Neuronal circuit for punishment versus relief learning
Converging evidence points to a specific fly-brain region, the mushroom bodies, as the site of the critical synaptic plasticity underlying olfactory punishment and reward learning. Distinct dopaminergic neurons carry the respective reinforcement signals to the mushroom bodies, whereas partially overlapping output neurons seem to “read out” the respective memory traces. Our initial experiments point to a requirement for mushroom body-function for relief learning, too. Following up on this, we now ask: Which neurons carry a relief-related reinforcement signal to the mushroom bodies? Which neurons are responsible for retrieving relief memories from the mushroom bodies? We tackle these questions using a novel and refined set of transgenic tools, which enable us to block or induce the activity of nearly all mushroom body-associated neurons almost one-at-a-time, screening for effects on relief learning. This shall yield candidate neurons, which we will then study in further anatomical and functional detail. A comprehensive neural circuit account of relief versus punishment learning can in the future be implemented in computational models and perhaps even robotic devices.
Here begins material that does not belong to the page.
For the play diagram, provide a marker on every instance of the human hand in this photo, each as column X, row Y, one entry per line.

Mushroom body function is commonly necessary for punishment, food-reward and relief learning. Following up on what is already known about punishment and reward learning, we now ask how relief reinforcement is signalled to the mushroom bodies and how relief memories are “read out” from the mushroom bodies. Apple photograph from FreeFoodPhotos
The long term memory proteome
Behaviour is often affected by memories of events long past. We use the fruit fly as a model to study the ‘where’ and ‘what’ of such long term memory. An evolutionarily conserved feature of long term memory is the requirement for de novo protein synthesis. We use in vivo, cell-specific metabolic protein labeling to localize a long-term associative engram by visualizing this protein synthesis à ‘where’; and to characterize this engram’s molecular content by identifying the newly synthesized proteins à ‘what’. Finally, we will validate the emerging candidate proteins in terms of their causal role in long term memory using specific mutants and RNAi-knockdown. Given that the molecular mechanisms of learning and memory are well-conserved across phyla, we can reasonably hope for translational value of our results.
The “content” of olfactory memory
The adaptive value of learned avoidance depends upon the extent to which it is applied to cues different than the trained one: Over-generalization may lead to unnecessary avoidance of irrelevant cues; over-specificity may preclude necessary avoidance of a predictive cue that varies, due to noise, from the original. Fly olfactory memories are partially specific along the odour-identity and -intensity dimensions. The specificity of memory for the trained odour can be explained by the combinatorial coding all along the olfactory pathway. It is however so far unknown how the intensity-specificity of olfactory memory comes about. In a modelling approach, we designed a minimal circuit motif that solves this problem by combining excitation, inhibition and homeostatic plasticity. The key features of our model were consistent with the known architecture and physiology of the fly olfactory system, enabling us to make clear circuit-hypotheses on intensity learning, which we intend to test in the following years.